United States Losing Financial Clout?

There are growing signs that the United States is losing its financial clout. One of these signs is the growing talk about adding other currencies to the list of currencies used as international reserves. The Premier of China has been raising this issue for quite a few months now. French President Nicolas Sarkozy gained attention last week by not only supporting discussions on the issue but also suggesting that France and China work together in developing such a change. The proposed venue: the upcoming G-20 talks in Seoul, South Korea.

There has also been talk within the International Monetary Fund about the need for change, both in terms of representation (the governing body of the IMF is heavily weighted toward the Europeans) and the makeup of international reserves.

The fact is that these initiatives are becoming more and more credible. A change is not imminent, but it is expected that discussions will grow about more co-ordination between countries or the inclusion of other currencies as international reserves.

The United States continues to attack the foreign-exchange policies of the Chinese, but Chinese leaders have worked hard behind the scenes to build relationships and to act in a way that is supportive rather than divisive. A recent example is the announcement that China will buy Greek government bonds to show support of the effort being made in Greece to restore confidence in the economic policies of that government.

“The U. S. plans to use IMF meetings and sessions of the Group of 20 in October and November as venues to coordinate international pressure on Beijing, rather than press its views unilaterally.” (See “IMF Talks on Currency Restraints,”

Yet those that seemingly support a broader base for international reserves are getting most of the press and any real publicity condemning the actions of the Chinese appear to be mostly coming from the United States. The support the United States does get seems half-hearted, at best.

The United States seems to be losing its relative position in the financial world.

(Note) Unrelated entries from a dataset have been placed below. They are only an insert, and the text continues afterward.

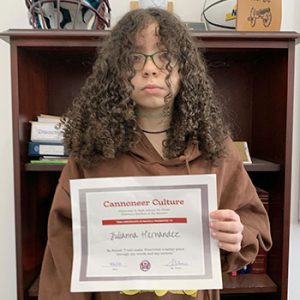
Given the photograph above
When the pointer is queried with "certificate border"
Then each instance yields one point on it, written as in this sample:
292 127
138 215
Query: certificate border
84 233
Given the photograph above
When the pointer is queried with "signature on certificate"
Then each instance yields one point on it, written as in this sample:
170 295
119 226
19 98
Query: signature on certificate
115 265
176 263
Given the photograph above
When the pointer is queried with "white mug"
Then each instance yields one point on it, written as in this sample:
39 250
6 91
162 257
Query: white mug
153 3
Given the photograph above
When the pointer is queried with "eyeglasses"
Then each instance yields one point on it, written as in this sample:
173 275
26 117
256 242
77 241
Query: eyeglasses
160 59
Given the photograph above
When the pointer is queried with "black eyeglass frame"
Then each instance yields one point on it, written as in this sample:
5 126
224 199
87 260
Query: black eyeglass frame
146 56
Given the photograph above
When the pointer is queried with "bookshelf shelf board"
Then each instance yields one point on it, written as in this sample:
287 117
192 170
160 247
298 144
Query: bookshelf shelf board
245 283
248 283
258 165
44 167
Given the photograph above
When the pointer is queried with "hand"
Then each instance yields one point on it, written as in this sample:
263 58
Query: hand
226 227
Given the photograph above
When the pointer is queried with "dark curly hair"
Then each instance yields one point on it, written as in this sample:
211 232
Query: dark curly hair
102 120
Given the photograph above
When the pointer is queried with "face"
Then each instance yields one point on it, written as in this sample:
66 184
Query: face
150 88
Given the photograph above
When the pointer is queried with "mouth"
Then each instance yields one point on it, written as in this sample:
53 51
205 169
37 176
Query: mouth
152 88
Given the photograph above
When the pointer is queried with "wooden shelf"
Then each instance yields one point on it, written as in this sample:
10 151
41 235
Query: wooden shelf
245 283
248 283
258 165
44 167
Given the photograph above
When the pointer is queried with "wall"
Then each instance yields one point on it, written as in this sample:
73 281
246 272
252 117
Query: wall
13 14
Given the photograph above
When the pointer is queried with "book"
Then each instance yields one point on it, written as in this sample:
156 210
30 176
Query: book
259 266
48 118
50 132
39 149
243 149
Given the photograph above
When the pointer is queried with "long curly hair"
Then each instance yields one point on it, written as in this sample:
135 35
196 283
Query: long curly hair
102 121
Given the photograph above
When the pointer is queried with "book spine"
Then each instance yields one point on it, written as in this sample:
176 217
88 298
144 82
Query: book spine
259 265
39 149
46 132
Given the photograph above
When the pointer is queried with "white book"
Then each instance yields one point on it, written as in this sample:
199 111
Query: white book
243 149
48 118
50 132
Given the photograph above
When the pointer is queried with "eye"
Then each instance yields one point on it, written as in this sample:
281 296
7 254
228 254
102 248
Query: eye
137 58
163 56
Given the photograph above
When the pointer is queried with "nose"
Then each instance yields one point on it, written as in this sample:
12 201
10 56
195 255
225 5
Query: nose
150 68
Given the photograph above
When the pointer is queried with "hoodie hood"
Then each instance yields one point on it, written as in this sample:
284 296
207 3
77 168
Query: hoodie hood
146 154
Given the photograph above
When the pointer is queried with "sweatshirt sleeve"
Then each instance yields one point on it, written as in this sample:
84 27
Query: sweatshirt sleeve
237 192
56 270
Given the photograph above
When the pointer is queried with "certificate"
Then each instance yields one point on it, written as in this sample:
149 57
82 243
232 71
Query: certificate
149 233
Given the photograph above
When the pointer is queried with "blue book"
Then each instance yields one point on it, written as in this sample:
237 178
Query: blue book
39 149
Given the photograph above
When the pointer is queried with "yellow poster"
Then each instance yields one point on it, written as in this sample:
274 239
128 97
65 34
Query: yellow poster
258 15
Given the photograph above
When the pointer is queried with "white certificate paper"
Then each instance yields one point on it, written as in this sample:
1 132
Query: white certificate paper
149 233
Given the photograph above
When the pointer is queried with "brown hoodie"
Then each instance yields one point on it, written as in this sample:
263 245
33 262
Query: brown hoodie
234 188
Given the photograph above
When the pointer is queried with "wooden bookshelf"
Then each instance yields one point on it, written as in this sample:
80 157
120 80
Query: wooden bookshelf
241 284
258 165
253 74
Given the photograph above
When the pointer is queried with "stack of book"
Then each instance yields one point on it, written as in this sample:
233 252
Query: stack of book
46 141
259 266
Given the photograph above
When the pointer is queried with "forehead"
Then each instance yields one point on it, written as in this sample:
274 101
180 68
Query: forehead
148 37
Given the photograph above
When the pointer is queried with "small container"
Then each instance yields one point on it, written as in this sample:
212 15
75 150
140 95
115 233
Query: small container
153 3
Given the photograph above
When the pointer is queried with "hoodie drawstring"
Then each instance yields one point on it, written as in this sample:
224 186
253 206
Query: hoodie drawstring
188 166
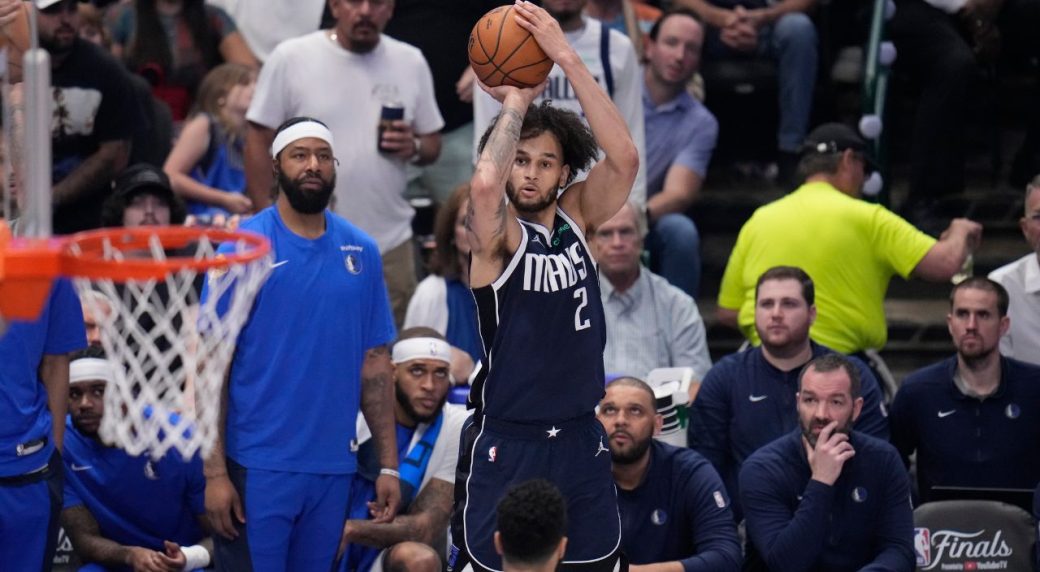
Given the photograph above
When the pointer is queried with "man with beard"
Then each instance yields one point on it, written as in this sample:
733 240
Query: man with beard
674 508
748 398
94 114
824 496
361 71
973 419
279 477
427 450
125 512
542 325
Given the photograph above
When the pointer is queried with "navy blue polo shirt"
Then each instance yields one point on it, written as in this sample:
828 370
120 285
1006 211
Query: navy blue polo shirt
745 403
679 512
965 441
862 522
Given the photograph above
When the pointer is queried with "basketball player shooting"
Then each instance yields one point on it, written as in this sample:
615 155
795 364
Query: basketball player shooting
540 314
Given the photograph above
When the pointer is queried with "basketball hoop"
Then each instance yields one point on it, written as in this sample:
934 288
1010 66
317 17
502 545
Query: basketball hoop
167 344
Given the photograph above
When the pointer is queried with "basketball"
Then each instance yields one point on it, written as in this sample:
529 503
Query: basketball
502 53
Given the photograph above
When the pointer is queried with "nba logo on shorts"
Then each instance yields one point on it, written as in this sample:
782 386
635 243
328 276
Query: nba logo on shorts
923 546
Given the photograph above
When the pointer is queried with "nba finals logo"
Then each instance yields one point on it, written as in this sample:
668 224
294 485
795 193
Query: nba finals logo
923 546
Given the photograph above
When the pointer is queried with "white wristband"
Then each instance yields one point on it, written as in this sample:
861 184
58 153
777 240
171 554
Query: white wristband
196 555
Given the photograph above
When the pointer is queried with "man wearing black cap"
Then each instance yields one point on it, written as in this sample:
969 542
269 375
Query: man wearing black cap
851 248
141 196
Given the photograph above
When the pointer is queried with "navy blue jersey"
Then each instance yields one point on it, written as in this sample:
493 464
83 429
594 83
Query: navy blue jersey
679 512
964 441
543 330
798 524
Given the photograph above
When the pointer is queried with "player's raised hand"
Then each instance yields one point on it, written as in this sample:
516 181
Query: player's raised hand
223 504
545 29
387 499
832 450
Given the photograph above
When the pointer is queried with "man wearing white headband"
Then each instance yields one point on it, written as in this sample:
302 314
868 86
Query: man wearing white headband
125 512
312 355
427 444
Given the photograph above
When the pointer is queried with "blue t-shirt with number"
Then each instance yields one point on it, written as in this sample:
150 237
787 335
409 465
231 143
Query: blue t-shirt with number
24 417
295 377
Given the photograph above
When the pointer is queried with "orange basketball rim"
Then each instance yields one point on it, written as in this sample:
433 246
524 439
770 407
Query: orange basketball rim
28 266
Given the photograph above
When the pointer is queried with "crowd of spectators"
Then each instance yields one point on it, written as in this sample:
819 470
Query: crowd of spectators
165 112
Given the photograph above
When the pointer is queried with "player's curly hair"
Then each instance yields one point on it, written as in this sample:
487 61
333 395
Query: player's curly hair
531 520
575 138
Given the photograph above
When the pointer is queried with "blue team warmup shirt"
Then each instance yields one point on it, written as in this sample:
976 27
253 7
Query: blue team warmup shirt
862 522
24 417
135 500
295 378
745 403
964 441
680 512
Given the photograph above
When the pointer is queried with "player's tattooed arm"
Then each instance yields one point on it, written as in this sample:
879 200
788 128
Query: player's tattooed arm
85 536
424 522
377 406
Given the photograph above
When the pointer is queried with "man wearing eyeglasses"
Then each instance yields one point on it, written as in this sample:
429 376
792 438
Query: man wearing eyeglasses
650 323
850 248
1021 279
346 76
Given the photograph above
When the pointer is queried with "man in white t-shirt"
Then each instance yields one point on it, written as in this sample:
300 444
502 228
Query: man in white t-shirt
343 77
621 79
427 441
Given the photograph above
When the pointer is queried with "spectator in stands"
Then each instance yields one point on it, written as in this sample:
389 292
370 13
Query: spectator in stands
34 378
531 524
972 419
141 196
205 166
781 31
94 117
442 301
824 496
441 31
612 60
940 44
650 323
173 44
849 247
681 134
674 508
264 24
122 510
427 444
1021 280
748 398
360 70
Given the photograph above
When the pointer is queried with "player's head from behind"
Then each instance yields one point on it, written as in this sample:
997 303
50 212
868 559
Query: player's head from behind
531 525
628 413
978 318
422 374
784 310
89 373
829 391
304 163
554 146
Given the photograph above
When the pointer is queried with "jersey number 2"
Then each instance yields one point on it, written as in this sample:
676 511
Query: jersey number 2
580 323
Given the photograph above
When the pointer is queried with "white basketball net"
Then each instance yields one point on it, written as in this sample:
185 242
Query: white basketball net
170 349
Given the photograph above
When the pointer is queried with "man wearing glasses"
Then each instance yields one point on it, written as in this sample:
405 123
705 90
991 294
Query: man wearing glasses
351 76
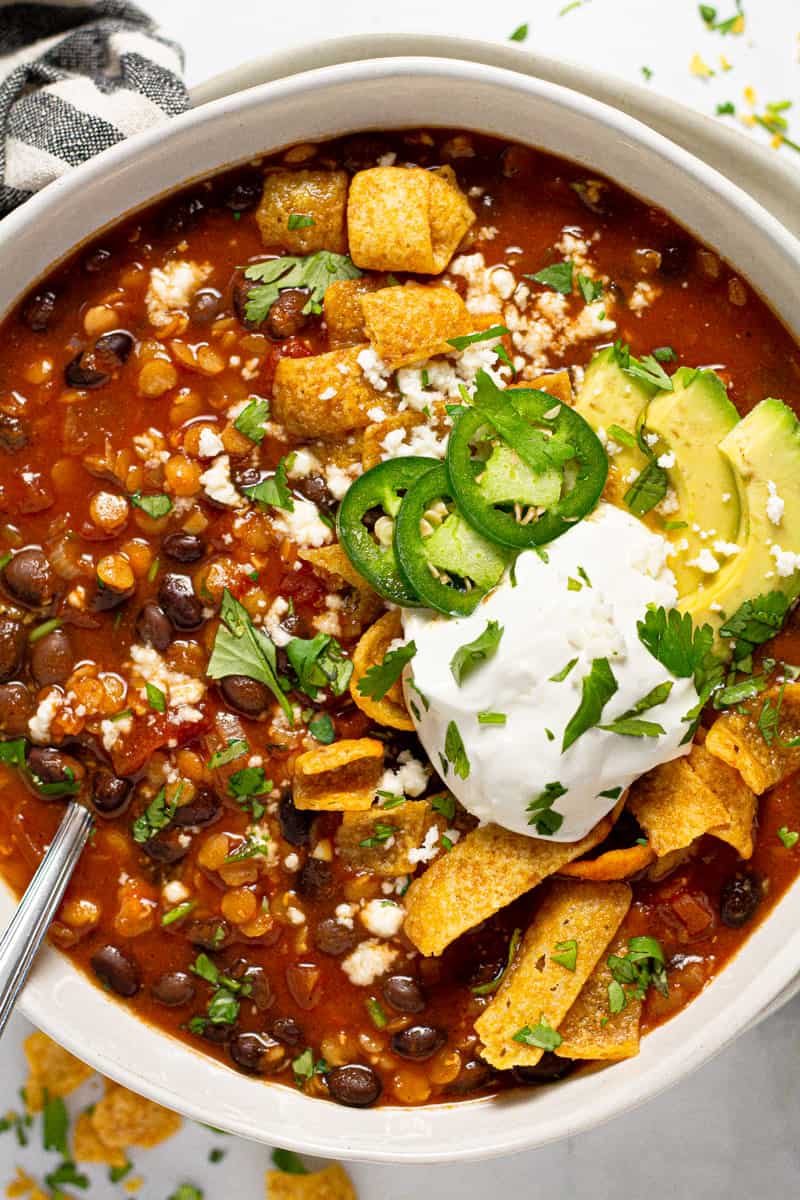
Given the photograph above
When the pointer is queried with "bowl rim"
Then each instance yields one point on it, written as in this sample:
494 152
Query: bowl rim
396 1134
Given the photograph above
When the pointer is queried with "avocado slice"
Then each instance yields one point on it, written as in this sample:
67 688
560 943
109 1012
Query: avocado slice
691 421
763 448
609 396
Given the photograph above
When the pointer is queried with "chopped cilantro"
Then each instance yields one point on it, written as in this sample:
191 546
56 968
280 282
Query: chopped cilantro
240 648
383 676
252 419
597 689
455 751
156 505
471 654
558 277
542 1036
314 273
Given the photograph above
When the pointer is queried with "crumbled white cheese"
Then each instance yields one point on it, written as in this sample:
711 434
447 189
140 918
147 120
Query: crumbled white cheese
172 288
304 526
368 961
218 486
774 504
705 562
384 918
786 562
374 369
209 444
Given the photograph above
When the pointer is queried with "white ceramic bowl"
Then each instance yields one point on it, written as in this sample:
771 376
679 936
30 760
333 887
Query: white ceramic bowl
396 93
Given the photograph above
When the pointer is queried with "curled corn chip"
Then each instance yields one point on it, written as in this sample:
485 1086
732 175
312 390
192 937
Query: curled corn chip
52 1069
122 1119
614 864
332 1183
371 651
341 778
89 1147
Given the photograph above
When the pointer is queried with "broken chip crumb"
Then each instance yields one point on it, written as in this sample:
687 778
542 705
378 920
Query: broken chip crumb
53 1069
331 1183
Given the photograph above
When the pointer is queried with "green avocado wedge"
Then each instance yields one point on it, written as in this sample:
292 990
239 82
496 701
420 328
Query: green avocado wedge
691 421
763 449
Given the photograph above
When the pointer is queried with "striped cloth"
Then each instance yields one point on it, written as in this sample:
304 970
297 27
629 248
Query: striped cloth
74 78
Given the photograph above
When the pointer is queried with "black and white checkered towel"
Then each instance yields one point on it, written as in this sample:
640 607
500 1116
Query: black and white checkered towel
74 78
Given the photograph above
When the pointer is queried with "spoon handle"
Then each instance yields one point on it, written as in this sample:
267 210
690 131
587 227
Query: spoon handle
28 927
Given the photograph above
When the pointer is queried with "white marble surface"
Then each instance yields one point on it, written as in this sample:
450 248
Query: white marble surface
729 1131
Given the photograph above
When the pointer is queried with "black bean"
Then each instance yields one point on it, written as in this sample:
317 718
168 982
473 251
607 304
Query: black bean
316 880
82 375
52 658
474 1074
209 935
173 989
244 195
206 306
295 823
38 311
286 1030
109 793
332 937
355 1085
675 259
417 1042
116 970
184 547
548 1068
403 994
182 215
316 490
178 599
96 259
164 849
247 1050
16 708
12 647
30 579
286 316
246 695
739 899
115 346
152 627
14 433
202 810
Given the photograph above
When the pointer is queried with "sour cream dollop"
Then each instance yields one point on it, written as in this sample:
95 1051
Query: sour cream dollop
583 604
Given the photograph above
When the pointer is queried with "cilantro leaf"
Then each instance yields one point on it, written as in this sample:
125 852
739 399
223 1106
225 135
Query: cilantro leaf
471 654
558 277
156 504
383 676
597 689
542 1036
319 663
486 335
251 420
313 273
672 639
272 491
240 648
647 490
455 751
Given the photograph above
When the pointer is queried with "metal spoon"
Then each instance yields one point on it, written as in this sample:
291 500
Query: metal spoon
24 935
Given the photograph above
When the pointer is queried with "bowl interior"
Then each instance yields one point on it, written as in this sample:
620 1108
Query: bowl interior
396 93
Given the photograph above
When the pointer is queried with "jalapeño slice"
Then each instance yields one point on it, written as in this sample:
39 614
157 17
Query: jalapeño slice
542 466
366 521
446 562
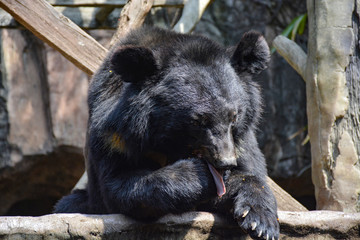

Yes, it is still “Number One” but the fifty years of credit inflation that has weakened its economic base ( coupled with growing strength in the emerging nations has resulted in changes in the relative position of countries in the world. The United States continues to act as if it were still the “sole act” on the stage, while many of the emerging nations, especially the BRIC nations, are finding their relative strength and their voice. (France’s Sarkozy, with no place else to go, seems to be leaning to the BRICs to show he still has some clout in the world.)

The growing conflict comes from the fact that the financial world has become increasingly interconnected. Capital mobility is greater now than many believed possible forty years ago. But, the existence of this mobility limits the choices available to countries: they can either have fixed exchange rates or they can have independent governmental economic policies.

Many, like the United States, have opted for independent governmental economic policies. This has resulted in the internal economic problems in the United States mentioned in the Seeking Alpha post cited above. The consequence of this has been a decline in the value of the United States dollar. Other countries have had to follow various paths in order to protect themselves from what they consider to be a “competitive devaluation” on the part of the United States.

These other countries are not particularly happy.

The call has gone out for nations to join in greater co-ordination: “the Institute of International Finance, the global top bankers’ club, is calling for renewed global co-ordination to address the trend towards unilateralism on macroeconomic, trade, and currency issues. Likewise, Chinese Premier Wen Jiabao has also been calling for global policy co-ordination.” (See the opinion piece by John Plender,

The likelihood of achieving some form of greater co-operation and co-ordination in the economic policies of member nations seems to be slim and none. This is especially true given the leanings of a majority portion of the voting body of the Federal Reserve System and the Chairman of the Bank of England concerning the use of “quantitative easy” to spur on their economies. In fact, the calls for greater “quantitative easy” at central banks has grown over the past several weeks which, of course, has had a negative impact on currencies.

In my view, we are in this conflict for the long haul. To me, the stage is set for the emerging nations to continue to press their point. There seems to be a growing sense their time is coming and that the United States is only going to become relatively weaker…although still Number One.

The model broke in the European sovereign debt crisis earlier this year and the European Union pulled together for a long enough period of time to keep things from totally falling apart. Some people had suggested that this European model of “coming together” be used in the G-20 and in the IMF.

I don’t think this is going to happen.

Greater global co-operation and co-ordination is going to have to come about someday. It is just not going to happen any time soon.